Christian Prophecy And Canon In The Second Century: A Response To B. B. Warfield -- By: Gary Steven Shogren

Journal: Journal of the Evangelical Theological Society
Volume: JETS 40:4 (Dec 1997)
Article: Christian Prophecy And Canon In The Second Century: A Response To B. B. Warfield
Author: Gary Steven Shogren


Christian Prophecy And Canon In The Second Century:
A Response To B. B. Warfield

Gary Steven Shogren*

* Gary Shogren is associate professor of New Testament at Biblical Theological Seminary, Hat-field, PA 19440.

I. Introduction

Pressed on one side by Catholic claims to ecclesiastical miracles and on the other side by cold rationalism, B. B. Warfield responded by asserting the supremacy of Scripture over sham claims of miracles. He wished thereby to rob modernists of ammunition against supernaturalism.

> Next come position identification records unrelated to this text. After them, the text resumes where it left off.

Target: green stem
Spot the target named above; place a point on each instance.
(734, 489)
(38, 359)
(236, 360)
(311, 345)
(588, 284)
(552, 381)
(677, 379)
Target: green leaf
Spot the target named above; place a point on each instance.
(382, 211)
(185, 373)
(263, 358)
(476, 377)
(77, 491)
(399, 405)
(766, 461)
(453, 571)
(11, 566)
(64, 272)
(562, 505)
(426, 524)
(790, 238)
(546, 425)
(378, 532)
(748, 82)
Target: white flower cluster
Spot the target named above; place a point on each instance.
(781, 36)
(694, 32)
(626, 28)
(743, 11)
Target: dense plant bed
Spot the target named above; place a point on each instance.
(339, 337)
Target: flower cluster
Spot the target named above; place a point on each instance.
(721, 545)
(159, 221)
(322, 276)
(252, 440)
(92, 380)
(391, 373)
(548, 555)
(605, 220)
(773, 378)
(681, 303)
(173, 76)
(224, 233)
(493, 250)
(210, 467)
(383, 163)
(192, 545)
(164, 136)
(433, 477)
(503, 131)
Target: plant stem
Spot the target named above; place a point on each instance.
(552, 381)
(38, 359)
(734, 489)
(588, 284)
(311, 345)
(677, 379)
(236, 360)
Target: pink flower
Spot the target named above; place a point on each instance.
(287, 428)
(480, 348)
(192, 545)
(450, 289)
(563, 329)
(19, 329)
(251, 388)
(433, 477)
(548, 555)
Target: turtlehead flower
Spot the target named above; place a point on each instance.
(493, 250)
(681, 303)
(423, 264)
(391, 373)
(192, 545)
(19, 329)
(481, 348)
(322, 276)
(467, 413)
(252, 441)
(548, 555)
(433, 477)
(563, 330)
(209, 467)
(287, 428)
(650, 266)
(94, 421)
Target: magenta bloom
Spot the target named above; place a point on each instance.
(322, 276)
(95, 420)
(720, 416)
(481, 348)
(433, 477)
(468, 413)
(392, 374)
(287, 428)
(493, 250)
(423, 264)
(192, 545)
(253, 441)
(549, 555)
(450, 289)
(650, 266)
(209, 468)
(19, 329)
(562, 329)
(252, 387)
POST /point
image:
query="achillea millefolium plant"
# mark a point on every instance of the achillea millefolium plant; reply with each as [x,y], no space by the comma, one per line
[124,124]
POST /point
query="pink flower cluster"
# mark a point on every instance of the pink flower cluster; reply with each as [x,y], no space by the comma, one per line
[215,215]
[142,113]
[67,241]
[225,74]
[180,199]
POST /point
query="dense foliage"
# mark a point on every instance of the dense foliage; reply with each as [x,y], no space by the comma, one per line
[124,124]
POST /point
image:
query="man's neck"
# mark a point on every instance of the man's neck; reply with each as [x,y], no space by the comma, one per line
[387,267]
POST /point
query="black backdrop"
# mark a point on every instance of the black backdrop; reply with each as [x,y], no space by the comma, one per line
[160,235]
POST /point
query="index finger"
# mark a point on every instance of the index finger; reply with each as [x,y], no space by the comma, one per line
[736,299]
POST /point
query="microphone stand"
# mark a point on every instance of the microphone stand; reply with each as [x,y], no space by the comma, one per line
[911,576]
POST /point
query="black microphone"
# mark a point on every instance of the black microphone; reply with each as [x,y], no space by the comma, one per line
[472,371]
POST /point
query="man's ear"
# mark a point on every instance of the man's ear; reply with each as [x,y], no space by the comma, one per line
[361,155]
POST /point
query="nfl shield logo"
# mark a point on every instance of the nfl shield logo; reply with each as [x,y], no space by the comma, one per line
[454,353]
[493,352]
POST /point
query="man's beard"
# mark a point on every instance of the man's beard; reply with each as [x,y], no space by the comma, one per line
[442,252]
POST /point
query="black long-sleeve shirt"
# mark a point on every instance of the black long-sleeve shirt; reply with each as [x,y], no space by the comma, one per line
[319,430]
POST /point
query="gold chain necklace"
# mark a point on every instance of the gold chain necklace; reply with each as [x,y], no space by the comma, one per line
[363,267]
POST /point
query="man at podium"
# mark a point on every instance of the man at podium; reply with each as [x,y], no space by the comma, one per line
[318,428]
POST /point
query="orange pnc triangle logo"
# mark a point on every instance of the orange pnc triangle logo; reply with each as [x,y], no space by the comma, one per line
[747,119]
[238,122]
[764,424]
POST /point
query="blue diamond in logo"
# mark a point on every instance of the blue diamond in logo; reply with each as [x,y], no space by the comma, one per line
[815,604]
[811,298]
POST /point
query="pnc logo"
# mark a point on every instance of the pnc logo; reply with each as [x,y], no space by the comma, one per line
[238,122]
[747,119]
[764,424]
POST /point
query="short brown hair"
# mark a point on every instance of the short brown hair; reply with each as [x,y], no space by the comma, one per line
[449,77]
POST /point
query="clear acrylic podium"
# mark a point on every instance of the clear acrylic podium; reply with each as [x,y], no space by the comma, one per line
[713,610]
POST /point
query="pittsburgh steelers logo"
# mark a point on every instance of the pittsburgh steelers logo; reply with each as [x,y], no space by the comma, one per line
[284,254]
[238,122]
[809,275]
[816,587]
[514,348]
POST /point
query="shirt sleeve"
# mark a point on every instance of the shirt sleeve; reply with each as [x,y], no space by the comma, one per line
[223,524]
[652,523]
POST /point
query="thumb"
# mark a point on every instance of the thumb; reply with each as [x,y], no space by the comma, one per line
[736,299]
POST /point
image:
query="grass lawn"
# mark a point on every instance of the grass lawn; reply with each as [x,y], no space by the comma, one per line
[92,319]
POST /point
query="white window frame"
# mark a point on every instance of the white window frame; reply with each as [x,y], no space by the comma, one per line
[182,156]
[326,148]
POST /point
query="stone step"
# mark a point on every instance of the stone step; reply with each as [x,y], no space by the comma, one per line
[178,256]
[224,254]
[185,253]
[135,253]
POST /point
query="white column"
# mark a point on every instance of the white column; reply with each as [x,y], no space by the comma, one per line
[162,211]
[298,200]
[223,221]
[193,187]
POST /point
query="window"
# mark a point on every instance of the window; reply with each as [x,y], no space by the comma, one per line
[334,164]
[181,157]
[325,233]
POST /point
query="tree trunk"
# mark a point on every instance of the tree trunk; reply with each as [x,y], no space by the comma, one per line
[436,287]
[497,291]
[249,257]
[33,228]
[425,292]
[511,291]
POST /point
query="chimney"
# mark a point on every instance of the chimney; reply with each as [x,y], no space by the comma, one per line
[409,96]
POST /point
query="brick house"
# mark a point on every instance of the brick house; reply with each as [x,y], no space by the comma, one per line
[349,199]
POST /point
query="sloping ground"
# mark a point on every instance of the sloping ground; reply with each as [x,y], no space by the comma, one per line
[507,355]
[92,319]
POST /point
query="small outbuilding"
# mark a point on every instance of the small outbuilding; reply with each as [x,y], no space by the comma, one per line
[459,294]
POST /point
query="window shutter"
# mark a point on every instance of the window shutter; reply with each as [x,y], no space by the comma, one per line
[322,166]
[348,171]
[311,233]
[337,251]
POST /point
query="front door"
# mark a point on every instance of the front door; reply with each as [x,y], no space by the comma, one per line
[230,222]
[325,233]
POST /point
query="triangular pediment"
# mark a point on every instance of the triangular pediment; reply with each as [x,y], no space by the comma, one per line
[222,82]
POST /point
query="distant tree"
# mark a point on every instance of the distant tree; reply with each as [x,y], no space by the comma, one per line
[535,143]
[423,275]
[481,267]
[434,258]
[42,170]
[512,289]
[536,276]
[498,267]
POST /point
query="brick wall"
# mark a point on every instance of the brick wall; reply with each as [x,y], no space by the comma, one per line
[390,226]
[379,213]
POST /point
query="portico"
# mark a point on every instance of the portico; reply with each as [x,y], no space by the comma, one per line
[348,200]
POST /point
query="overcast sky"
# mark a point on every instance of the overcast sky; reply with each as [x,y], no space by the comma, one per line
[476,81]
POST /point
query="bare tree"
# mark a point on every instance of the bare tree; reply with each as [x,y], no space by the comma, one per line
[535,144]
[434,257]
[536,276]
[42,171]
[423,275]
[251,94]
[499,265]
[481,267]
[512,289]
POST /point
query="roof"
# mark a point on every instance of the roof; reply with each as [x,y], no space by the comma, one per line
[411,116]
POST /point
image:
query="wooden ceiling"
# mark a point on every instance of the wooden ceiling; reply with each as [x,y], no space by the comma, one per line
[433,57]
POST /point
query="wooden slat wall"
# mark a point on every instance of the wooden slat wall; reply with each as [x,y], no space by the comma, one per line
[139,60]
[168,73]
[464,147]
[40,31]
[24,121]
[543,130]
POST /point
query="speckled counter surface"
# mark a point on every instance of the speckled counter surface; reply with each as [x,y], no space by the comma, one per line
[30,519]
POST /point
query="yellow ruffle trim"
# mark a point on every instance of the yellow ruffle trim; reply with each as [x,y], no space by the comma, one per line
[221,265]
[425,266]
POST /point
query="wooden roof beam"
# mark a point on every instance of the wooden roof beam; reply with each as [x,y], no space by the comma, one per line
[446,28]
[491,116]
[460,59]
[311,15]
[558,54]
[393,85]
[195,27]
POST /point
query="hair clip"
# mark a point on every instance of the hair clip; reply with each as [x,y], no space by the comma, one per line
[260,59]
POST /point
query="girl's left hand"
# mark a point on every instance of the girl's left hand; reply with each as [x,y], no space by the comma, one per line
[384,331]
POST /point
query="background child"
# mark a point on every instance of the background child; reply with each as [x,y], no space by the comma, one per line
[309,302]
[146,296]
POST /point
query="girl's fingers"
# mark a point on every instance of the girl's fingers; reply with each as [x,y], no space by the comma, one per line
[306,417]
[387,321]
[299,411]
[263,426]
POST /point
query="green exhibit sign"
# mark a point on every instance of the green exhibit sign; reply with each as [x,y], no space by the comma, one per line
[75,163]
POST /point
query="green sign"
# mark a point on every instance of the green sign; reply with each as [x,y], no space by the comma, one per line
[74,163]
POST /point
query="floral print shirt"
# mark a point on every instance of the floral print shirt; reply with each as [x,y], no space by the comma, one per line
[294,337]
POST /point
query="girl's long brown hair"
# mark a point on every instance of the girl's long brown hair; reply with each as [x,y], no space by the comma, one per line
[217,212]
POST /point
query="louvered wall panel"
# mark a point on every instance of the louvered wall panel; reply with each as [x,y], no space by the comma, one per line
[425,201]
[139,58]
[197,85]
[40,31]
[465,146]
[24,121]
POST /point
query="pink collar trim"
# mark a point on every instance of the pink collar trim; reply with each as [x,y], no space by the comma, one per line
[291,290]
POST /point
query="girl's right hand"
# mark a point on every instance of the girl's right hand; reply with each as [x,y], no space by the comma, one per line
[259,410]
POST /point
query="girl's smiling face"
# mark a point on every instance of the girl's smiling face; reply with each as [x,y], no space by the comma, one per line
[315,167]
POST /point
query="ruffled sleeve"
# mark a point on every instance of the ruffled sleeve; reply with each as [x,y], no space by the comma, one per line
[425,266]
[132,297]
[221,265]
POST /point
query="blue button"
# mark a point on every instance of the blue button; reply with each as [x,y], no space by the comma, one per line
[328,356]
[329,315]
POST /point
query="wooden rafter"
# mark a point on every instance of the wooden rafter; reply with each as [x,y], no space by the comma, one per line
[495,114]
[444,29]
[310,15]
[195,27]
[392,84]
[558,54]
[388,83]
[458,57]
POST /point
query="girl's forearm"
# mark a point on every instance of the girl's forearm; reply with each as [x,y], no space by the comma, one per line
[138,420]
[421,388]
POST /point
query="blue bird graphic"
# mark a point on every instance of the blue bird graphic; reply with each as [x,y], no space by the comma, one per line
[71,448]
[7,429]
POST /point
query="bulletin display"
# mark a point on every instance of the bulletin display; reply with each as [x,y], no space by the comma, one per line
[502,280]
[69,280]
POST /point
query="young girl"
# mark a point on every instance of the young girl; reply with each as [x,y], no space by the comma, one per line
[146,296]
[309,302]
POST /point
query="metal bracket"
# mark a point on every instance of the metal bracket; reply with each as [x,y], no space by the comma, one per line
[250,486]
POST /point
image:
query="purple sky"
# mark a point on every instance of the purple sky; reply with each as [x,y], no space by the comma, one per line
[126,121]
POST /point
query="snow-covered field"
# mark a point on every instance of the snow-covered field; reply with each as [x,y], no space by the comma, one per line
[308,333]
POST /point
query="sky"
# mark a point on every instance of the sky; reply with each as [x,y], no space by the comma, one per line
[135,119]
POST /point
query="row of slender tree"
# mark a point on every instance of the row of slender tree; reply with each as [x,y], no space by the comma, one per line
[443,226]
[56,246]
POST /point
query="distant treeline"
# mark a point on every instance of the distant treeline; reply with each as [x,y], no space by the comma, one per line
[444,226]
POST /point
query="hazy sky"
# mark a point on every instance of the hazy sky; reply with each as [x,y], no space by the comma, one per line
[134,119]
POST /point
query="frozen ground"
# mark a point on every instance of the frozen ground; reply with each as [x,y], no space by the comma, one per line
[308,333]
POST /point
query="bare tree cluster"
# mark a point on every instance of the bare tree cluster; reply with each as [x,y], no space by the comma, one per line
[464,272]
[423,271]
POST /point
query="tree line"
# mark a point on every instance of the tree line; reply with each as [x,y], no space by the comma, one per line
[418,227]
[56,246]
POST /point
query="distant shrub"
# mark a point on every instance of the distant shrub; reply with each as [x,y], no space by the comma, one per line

In that context Warfield dealt with prophecy and how a Reformed Christian should regard that bygone gift.

Warfield affirmed that there was a link between the completion of the Christian canon and the eclipse of the prophetic charisma at the close of the first century. He relied on two underlying proofs.

1. Theological. Warfield used an a priori argument: Continuing prophecies are inconsistent with a closed NT revelation. God has spoken through the apostles and has no newly-minted words for the Church:

Because Christ is all in all, and all revelation and redemption alike are summed up in Him, it would be inconceivable that either revelation or its accompanying signs should continue after the completion of that great revelation with its accrediting works. 1

2. Historical. Warfield maintained that contemporary prophecy is wanting from the records of the postapostolic Church. Because the close of the canon was his focal point, Warfield offered an earlier, tidier date than some other cessationists. For example, John Chrysostom had said of 1 Corinthians 12: “This whole place is very obscure; but the obscurity is produced by our ignorance of the facts referred to and by their cessation, being such as then used to occur but now no longer take place.” 2 He then claimed that 1 Cor 13:8 (“But whether prophecies, they shall be done away with; whether tongues, they shall cease”) predicted the expiration date for glossolalia and prophecy: “For if both these were brought in in order to the faith [better “for the sake

of (spreading) the faith,” tēs pisteōs heneken]; when that is every where sown abroad, the use of these is henceforth superfluous.” 3 Of course, compared with the completion of the canon the definition and timing of “sown abroad” could be infinitely elastic.